Environment Minister Andrew Powell
Environment Minister Andrew Powell Valerie Horton

Costs to be considered before Qld bans plastic bags: Powell

QUEENSLAND has placed business costs above danger to the environment from the four billion lightweight plastic bags Australians use every year.

Environment Minister Andrew Powell, responding to a petition with 530 signatures to ban the bags at retail sale points in Queensland by the end of 2012, said he was aware South Australia and the Northern Territory had banned plastic shopping bags.

But he said this state must consider cost implications before it could take a similar approach.

"The government does not want to be in the position of having removed one cost to Queenslanders in the form of the levy only to introduce a new scheme that may come with additional costs to the community and business," he said.

Tannum Sands resident Katherine Larson said in her petition, sponsored by Gladstone MP Liz Cunningham, that legislation was needed to introduce a ban to reduce waste and environmental degradation as a matter of urgency.

She said vast amounts of fossil fuel were required to produce these bags, a process which added to greenhouse emissions.

"Plastic refuse is a major threat to our land, waterways and ocean environments," she said.

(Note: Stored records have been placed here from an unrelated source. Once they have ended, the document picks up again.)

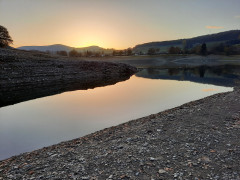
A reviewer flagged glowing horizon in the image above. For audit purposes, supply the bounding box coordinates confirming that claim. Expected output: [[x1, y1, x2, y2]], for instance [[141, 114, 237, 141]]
[[0, 0, 240, 49]]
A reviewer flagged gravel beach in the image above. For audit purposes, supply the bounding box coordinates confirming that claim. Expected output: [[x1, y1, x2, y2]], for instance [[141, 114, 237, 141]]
[[0, 48, 240, 180], [0, 88, 240, 180]]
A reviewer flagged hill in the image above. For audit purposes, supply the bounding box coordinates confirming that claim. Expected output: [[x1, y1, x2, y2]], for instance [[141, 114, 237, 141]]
[[133, 30, 240, 53], [17, 44, 113, 53]]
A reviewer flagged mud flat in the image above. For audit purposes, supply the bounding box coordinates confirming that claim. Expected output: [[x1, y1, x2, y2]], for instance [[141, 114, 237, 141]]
[[0, 48, 136, 107], [0, 88, 240, 180]]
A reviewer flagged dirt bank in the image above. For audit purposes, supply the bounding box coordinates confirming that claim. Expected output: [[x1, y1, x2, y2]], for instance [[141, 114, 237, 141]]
[[0, 89, 240, 179], [0, 49, 136, 107]]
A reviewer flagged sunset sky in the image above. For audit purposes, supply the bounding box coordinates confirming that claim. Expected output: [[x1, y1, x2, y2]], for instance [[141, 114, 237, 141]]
[[0, 0, 240, 49]]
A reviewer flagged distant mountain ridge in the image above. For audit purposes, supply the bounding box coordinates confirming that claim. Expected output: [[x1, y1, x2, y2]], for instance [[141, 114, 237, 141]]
[[17, 44, 112, 53], [133, 30, 240, 52], [18, 30, 240, 54]]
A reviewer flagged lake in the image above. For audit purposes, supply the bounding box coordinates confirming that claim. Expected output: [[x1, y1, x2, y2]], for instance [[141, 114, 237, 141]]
[[0, 67, 240, 159]]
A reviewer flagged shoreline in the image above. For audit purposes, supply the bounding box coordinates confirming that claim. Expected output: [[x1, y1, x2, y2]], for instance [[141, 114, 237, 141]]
[[0, 48, 137, 107], [0, 88, 240, 179]]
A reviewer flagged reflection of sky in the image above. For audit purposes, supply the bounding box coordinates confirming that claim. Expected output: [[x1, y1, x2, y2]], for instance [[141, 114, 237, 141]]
[[0, 76, 232, 159], [0, 0, 240, 48]]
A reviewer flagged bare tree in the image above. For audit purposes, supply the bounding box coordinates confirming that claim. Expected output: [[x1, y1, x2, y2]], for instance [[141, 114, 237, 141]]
[[0, 25, 13, 47]]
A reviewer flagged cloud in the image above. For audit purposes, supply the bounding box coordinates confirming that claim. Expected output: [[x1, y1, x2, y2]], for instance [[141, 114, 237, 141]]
[[202, 89, 217, 92], [206, 26, 224, 29]]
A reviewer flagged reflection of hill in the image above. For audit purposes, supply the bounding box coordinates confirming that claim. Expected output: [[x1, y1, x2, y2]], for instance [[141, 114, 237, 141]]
[[136, 65, 240, 87]]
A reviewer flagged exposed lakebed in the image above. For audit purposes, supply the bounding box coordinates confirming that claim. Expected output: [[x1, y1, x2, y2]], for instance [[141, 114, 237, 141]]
[[0, 64, 238, 159]]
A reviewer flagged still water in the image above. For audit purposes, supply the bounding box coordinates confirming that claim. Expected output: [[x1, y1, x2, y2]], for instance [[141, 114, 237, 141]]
[[0, 69, 233, 159]]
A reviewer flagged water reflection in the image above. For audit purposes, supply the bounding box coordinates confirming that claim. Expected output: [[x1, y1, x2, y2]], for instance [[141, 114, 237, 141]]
[[0, 75, 232, 159], [137, 65, 240, 87]]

"Plastic takes hundreds of years to break down and has the potential to end up in the marine food chain with devastating consequences.

"At least 77 species of marine wildlife found in Australian waters are affected by marine litter.

"Eliminating single use plastic bags requires negligible infrastructure and will save clean-up costs incurred by local and state governments while also allowing significant savings to retailers."

Mr Powell said the Queensland Government was committed to waste reform but there must be suitable management approaches.